A torn anterior cruciate ligament isn’t the end of a young player’s career. But it certainly puts that career on hold. For Porzingis, he got injured with the New York Knicks on Feb. 6, 2018. He wouldn’t appear in another regular-season game until Oct. 23, 2019. That’s more than 20 months – 623 days, to be exact.
That’s a long time to be sidelined, but Porzingis was far from dormant.
He did everything he could to ensure he was going to be ready when he returned from the injury. When he was traded from the Knicks to the Mavericks, it was decided immediately Porzingis would not return at the end of the 2018-19 season, even though it was more than a year after his surgery.
Instead, he continued to strengthen his left leg. He worked to improve the muscles around the knee. He worked on his conditioning. He did whatever he could to make sure that the knee would not be an issue in the slightest – at least not when it came to the torn ACL.
Yet the unknown was unavoidable. Porzingis is 7-3. He’s 240 pounds.
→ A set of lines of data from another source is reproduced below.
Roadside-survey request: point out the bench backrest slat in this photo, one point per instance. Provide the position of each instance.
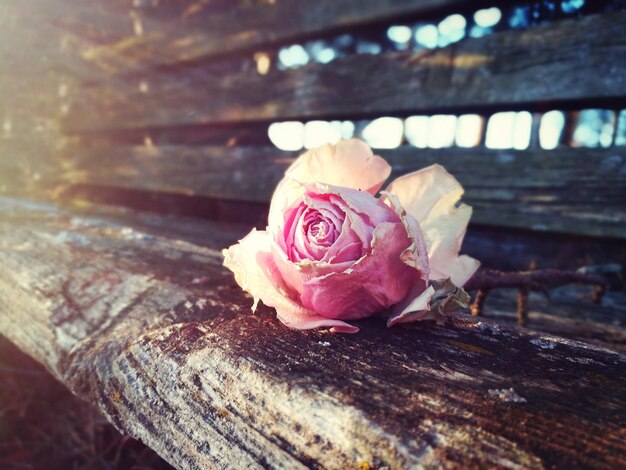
(559, 65)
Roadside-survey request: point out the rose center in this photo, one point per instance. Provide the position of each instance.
(320, 231)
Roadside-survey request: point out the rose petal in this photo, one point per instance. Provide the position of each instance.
(255, 272)
(414, 308)
(376, 282)
(430, 195)
(349, 164)
(420, 191)
(462, 269)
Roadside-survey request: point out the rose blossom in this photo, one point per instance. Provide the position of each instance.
(333, 252)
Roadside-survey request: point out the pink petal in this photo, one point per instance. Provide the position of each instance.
(255, 272)
(376, 282)
(349, 164)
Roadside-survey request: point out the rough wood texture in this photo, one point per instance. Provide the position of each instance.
(206, 30)
(580, 191)
(154, 331)
(553, 65)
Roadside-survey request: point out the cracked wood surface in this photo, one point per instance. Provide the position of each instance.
(566, 190)
(566, 62)
(151, 328)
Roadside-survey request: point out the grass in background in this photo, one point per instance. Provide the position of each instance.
(44, 426)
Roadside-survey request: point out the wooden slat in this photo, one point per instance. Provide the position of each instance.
(578, 191)
(250, 25)
(116, 313)
(566, 63)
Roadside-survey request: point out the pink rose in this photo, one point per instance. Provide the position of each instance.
(333, 252)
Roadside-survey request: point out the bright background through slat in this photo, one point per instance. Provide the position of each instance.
(504, 130)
Players as big as he is who rely on their mobility – even more than another large NBA player who had been injured, DeMarcus Cousins – can never be sure about how they will recover from injury.
But the work – and the patience – paid off.
In his fourth NBA season and first with the Mavericks, Porzingis showed everybody that, whatever fears of the unknown existed, they were unfounded.
When the NBA shut down because of the coronavirus, Porzingis was averaging 19.2 points and 2.1 blocks per game.
But the most eye-catching number was easy to pick out. In a season when he had to rebound from injury, he also had to rebound, period.
And he did that, averaging 9.5 boards per game – two-plus rebounds more than he had averaged in any of his first three seasons.
The upgrade on the glass is even more impressive considering that nearly half of his shots (more than seven per game) came from 3-point range. That means Porzingis is not an offensive rebounding threat on a lot of possessions.
But he’s been a demon on the defensive end when you factor in his blocked shots and his rebounding.
“That’s something I definitely thought about when I was out,” Porzingis said early in the season. “I definitely wanted to come back and grab the loose rebounds.
“A lot of times (with the Knicks), I didn’t really pay attention to rebounding. I was more of an offensive rebounder – go for the putback dunks. But now, I’m down there and I’m 7-3. It’s not that hard to grab it, give it to Luka (Doncic) and then run. It’s something I thought about and wanted to focus on.”
Porzingis first season with the Mavericks was not without challenges. He missed 10 games in the heart of the season with a right knee problem. But the good news is that it wasn’t his surgically reconstructed knee.
When he returned, Porzingis got on a serious roll and paired wonderfully with Doncic.
Over his last 15 games, he averaged 25.2 points and 10.9 rebounds, shooting .364 from 3-point range.
That sort of production came in spite of sitting out the second night of back-to-back games – an injury-recovery strategy that seems to work, although Porzingis would prefer not to sit any games, of course.
But no matter the occasional health night, Porzingis solidified himself as a pillar for the franchise to build around through the next several seasons.
What the last two months of the season before the disruption of play did most was whet Porzingis’ appetite for the playoffs, a craving that will be satisfied when the season resumes, presumably in the Orlando area for an abbreviated end to the regular season, then the playoffs.
While a plan for finishing the season hasn’t been finalized, whatever the playoffs look like, Porzingis will be ready.
It will mean he can avoid future situations like the one that happened in a postgame locker room interview after a rugged win at American Airlines Center. Porzingis was asked if it felt like a playoff-type atmosphere.
“I wish I knew,” he said as the crowd of reporters around him laughed with him.
That will change soon when the health and social climate allow it.